In most cases, the cost of electronic monitoring falls not upon the court or county, but on the person shackled to the device. That means tens of thousands of Americans are paying for their own house arrest.
And corporations are profiting. As the political tide has turned toward the prospect of “humane punishment,” the profiteers are carving out fresh strategies for transforming confinement into hundreds of millions of dollars. Since 2014, the private corporation Offender Management Services (OMS) has monopolized the realm of electronic monitoring in Richland County, South Carolina. The company charges a setup fee of $179, then $9.25 per day (or approximately $300 per month) thereafter. Those who can’t afford the cost are sent to jail. Often, whether you qualify for — or are allowed to stay on — “humane” punishment depends on the size of your wallet.
The practice of forcing people to pay for their own confinement isn’t unique to OMS. In all states except Hawaii and in Washington, D.C., those on monitoring are required to fork over fees. This applies not only to adults on monitoring but also to parents whose children are placed under supervision. As the American Bar Association outlines in its study of juvenile electronic monitoring, when a child is sentenced to a monitor, even the most indigent parents are required to pay the associated fees, as well as the ancillary costs of house arrest, which can include landline phones, random drug and Breathalyzer tests, and additional equipment. If they cannot pay, the study notes, the service may be terminated. When the “service is terminated,” incarceration often ensues.
Although some reformers emphasize the supposed humaneness of house arrest, ultimately its most touted advantage is the reduced cost to the county or state. When a person is on home confinement instead of in prison, the county or state is relieved of the obligation to provide for their basic needs, such as food, clothing, shelter, utilities, and health care. Instead, those responsibilities are placed squarely onto the confined person and their family. If the person is unable to meet their own needs while confined—not an uncommon circumstance, given the slew of obvious obstacles—well, that’s their problem.
In Indiana, Patricia has paid $115 per week over three years for her monitor.

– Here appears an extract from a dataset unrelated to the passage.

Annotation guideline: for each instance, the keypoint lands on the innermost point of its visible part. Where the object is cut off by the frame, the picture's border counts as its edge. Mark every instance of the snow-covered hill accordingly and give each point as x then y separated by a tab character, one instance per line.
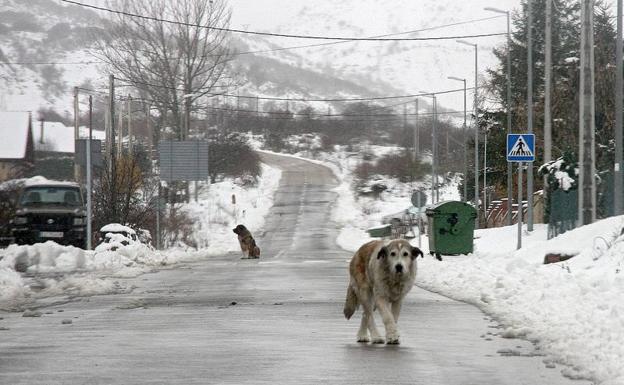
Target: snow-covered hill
406	66
34	33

It’s a steep price, especially since for most of that time she was unable to find employment. That’s in part because of her felony record and in part because restaurant and other service industry employers worry that an employee with an ankle monitor might deter customers. Her family of seven was forced to rely primarily on her husband’s income.
Patricia’s caseworker told her repeatedly that payments for the monitor had to take priority over her family’s basic needs. Her family went through one winter without heat and one summer without air conditioning to afford the monitor. They became unable to afford car payments, and so their car was repossessed. While Patricia bought her children’s clothes a year ahead of time to take advantage of sales, she and her husband were forced to forgo new clothes, haircuts, and nonemergency health care for themselves. When Patricia wanted to enroll her four-year-old son in preschool, her caseworker told her it was “non-necessary” and that she should instead put those funds toward her monitor.
Patricia and her family scrimped and saved, cutting painful corners. Nevertheless, in September 2015, she was still nearly $800 behind in her payments. Eleven months later, that figure had more than doubled to $1,900. Her caseworker told her that, solely because of her debt, the county planned to extend her sentence “indefinitely” until the payments were made.